Nahanni: River of Forgiveness

As a leader, Herb Norwegian, Grand Chief of the Dehcho First Nations in Canada’s Northwest Territories, is always looking for ways to encourage his people.  For years he has wanted to follow the route of the ancestors who spent the winters hunting and trapping near the headwaters of the great Nahanni River.  In the spring, they built a big boat out of moose skins and spruce.  As soon as the ice broke, they traveled down the Nahanni, portaging around Virginia Falls, and whistling through canyons with walls 1200 metres high. 

This territory is now called Nahanni National Park Reserve, 30,000 square kilometres of protected wilderness, co-managed by the Dehcho and Parks Canada.  A moose skin boat hasn’t been seen on the Nahanni in a hundred years but Herb Norwegian is undaunted!  He’s invited members of the Mountain Dene, experienced moose skin boat builders on the Keele River, to help.  Elder Leon Andrew is interested in the Nahanni because his grandfather traveled it.  He emphasizes, “Our people have existed up here through generations even before European arrival.  With stone tools they survived and we are still here.” 

MORE: River of Forgiveness: The Interactive Experience

Leon has enlisted his brother Ricky Andrew and Robert Horassi, both expert bushmen and boat makers.  Ricky heeds his grandfather’s prediction that a hard future is coming for the Dene, as well as his warning to preserve their traditional ways to live off the land.  Ricky’s niece, Corinne Andrew and her friend Beatrice Kosh are skilled sewers.  They make the thread for sewing the hides from the backstrap sinew of the moose.  It’s extremely strong and swells when wet to seal the seams.

Other Dehcho Dene on the trip include Lawrence Nayally, a thoughtful and articulate, young radio host.  He is excited to renew his mission to become the best Dene he can be!  Lisa Williams is looking for healing and forgiveness from the multi-generational havoc wreaked upon Indigenous people by the cruel, racist history of colonialism in Canada.  Rochelle Yendo, aged 19, hopes to tap into the inspiration, strength, and self-confidence she needs to succeed and make a difference for her family. 

MORE: This remote Canadian wilderness is home to a spectacular waterfall twice the height of Niagara Falls

Everyone unites around the boat. The spruce trees are good where they are camped, but the Mountain Dene are worried whether the available hides have been processed properly for a boat?

Building the boat is an enormous effort.  Fingers are cut up and sore, muscles and nerves are exhausted.  But out of the bush, a moose skin boat finally emerges and their river journey begins.  

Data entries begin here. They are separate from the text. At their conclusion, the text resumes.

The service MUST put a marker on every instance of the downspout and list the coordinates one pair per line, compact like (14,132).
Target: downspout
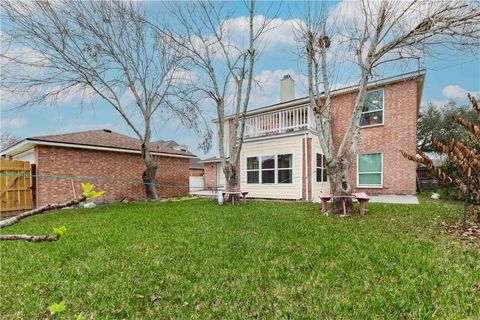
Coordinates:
(307,173)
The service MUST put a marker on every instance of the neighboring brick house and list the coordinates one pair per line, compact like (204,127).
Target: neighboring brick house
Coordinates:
(196,168)
(281,156)
(112,160)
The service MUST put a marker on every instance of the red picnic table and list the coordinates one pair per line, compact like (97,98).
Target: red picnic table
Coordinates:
(238,193)
(360,196)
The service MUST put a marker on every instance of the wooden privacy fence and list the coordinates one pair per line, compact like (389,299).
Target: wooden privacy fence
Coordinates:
(15,186)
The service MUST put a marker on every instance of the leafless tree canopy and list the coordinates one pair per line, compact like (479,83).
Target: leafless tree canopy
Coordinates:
(223,68)
(97,49)
(366,35)
(7,139)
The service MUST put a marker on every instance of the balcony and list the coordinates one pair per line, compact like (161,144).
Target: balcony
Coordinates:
(278,122)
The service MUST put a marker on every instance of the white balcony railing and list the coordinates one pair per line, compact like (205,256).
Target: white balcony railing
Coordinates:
(290,120)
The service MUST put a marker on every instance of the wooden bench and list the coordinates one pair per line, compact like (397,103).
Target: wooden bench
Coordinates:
(360,196)
(238,193)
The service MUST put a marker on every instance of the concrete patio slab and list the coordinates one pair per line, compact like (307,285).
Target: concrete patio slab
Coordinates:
(394,199)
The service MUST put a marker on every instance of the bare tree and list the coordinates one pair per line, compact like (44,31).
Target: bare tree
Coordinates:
(376,34)
(223,67)
(7,139)
(103,50)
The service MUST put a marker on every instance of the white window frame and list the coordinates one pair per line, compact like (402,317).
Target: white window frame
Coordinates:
(370,186)
(275,169)
(383,111)
(322,168)
(252,170)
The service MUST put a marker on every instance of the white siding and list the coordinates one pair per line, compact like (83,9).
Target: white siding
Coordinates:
(286,145)
(28,155)
(317,187)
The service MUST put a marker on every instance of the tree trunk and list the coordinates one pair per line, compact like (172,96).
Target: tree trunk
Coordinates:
(340,185)
(149,174)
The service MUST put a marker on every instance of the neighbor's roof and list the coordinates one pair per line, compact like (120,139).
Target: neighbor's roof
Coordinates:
(168,143)
(420,75)
(95,139)
(211,160)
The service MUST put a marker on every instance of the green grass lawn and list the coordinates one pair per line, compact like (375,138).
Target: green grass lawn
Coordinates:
(196,259)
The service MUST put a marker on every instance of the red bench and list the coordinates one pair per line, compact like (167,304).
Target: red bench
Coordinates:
(360,196)
(238,193)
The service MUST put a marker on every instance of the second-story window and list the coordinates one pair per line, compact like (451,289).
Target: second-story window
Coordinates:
(372,113)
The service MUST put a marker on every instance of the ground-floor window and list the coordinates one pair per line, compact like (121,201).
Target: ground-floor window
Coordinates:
(321,168)
(284,168)
(270,169)
(369,170)
(253,170)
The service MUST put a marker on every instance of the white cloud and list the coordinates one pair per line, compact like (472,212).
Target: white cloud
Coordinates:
(278,37)
(14,123)
(456,92)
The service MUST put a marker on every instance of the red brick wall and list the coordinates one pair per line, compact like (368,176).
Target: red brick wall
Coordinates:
(210,175)
(397,133)
(171,172)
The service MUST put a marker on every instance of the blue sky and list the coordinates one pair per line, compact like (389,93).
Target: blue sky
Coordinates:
(447,78)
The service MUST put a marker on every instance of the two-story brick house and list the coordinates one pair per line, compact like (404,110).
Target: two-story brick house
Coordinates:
(281,156)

As with many ambitious adventures, not everything goes to plan. The Dene set off on a wild river in a boat whose strength is in doubt and they have to paddle more than 500 kilometres to get home!  

Nahanni River of Forgiveness is a journey through a magnificent landscape.  It’s a search for forgiveness and reconciliation for what has happened to the people and to the land.  It’s about the spiritual power of nature to heal the soul and a tribute to the resilience and steadfastness of the Dene.